With Ireland’s economic freefall hitting the country’s hotel industry hard, Ryan says the name of the game is all about competition.

“Any little thing that can differentiate you from the competition down the road,” Ryan says. “In Ireland our biggest challenge is competing with the rest of Europe as a destination

“You basically have to be creative, and that is really what it is all about these days. Adding in value enhancement scenarios for hotels,

“We have a great tradition and we should be very proud of it and try to enhance that because everything is so international now, and everyone is fighting for business. Heads in beds is what you need, bottom line revenue.”

Working in the hospitality industry in New York City, the Dubliner admits it can hard to switch off sometimes.

“If you met me outside work you would probably not recognize me,” jokes Ryan.

“Although if we do go out I am very much about making sure everyone is enjoying themselves.  And everyone is comfortable.

“It’s very rare that I wouldn’t notice everything as soon as I walk into a place, even from a safety perspective.  You pick up on everything, but sometimes you just bite your lip.”
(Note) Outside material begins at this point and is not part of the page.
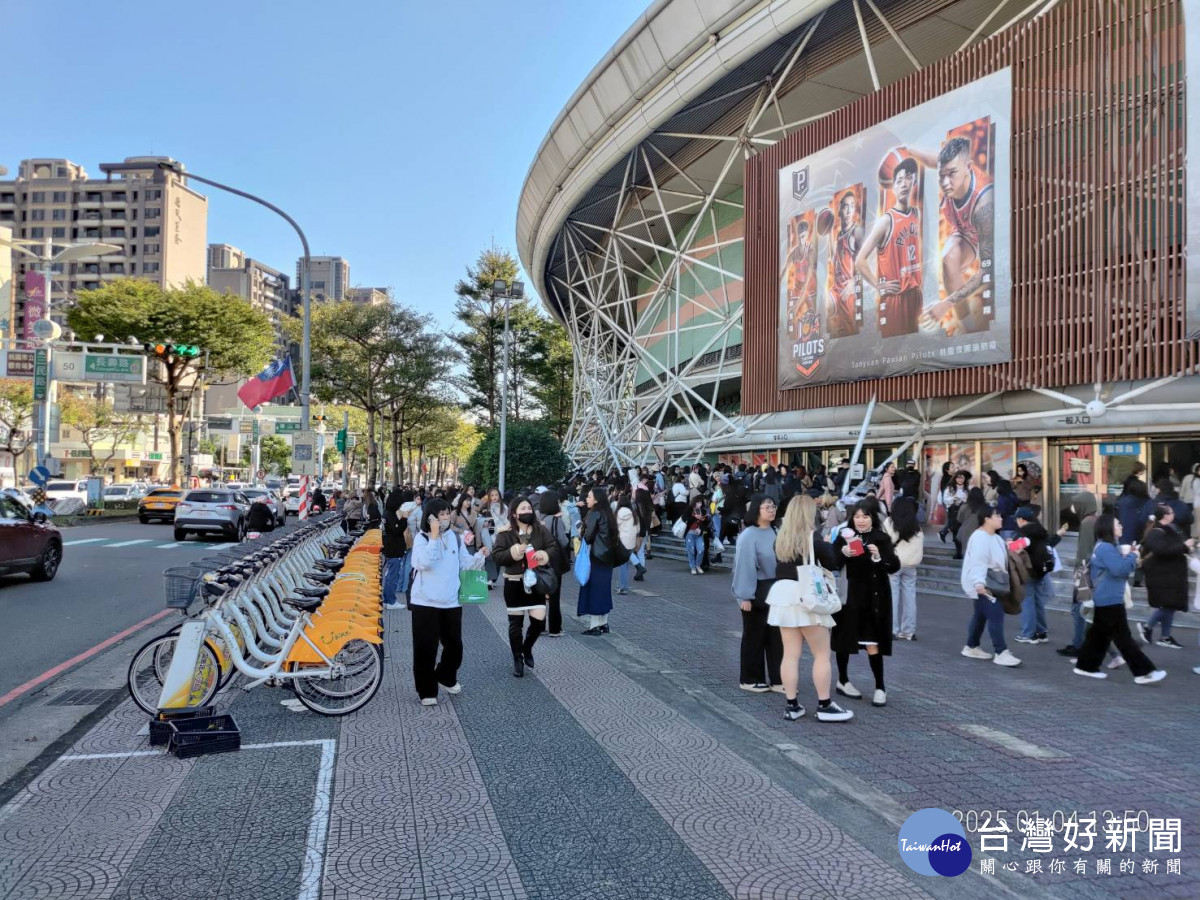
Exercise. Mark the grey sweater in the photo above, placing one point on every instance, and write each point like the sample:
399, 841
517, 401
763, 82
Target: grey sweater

Summing up what makes a great hotel, Ryan simply replies, “Staff, service and value for money.”

“Staff really make a place. You can have an amazing building, but it’s nothing without the proper staff to see through the vision.”

Despite a trip home to Dublin for a family occasion in May, this Irishman intends to stay in New York for the foreseeable future.

“New York has so much to offer. It’s a melting pot, it has got so much culture and diversity and things to do all the time,” concluded Ryan.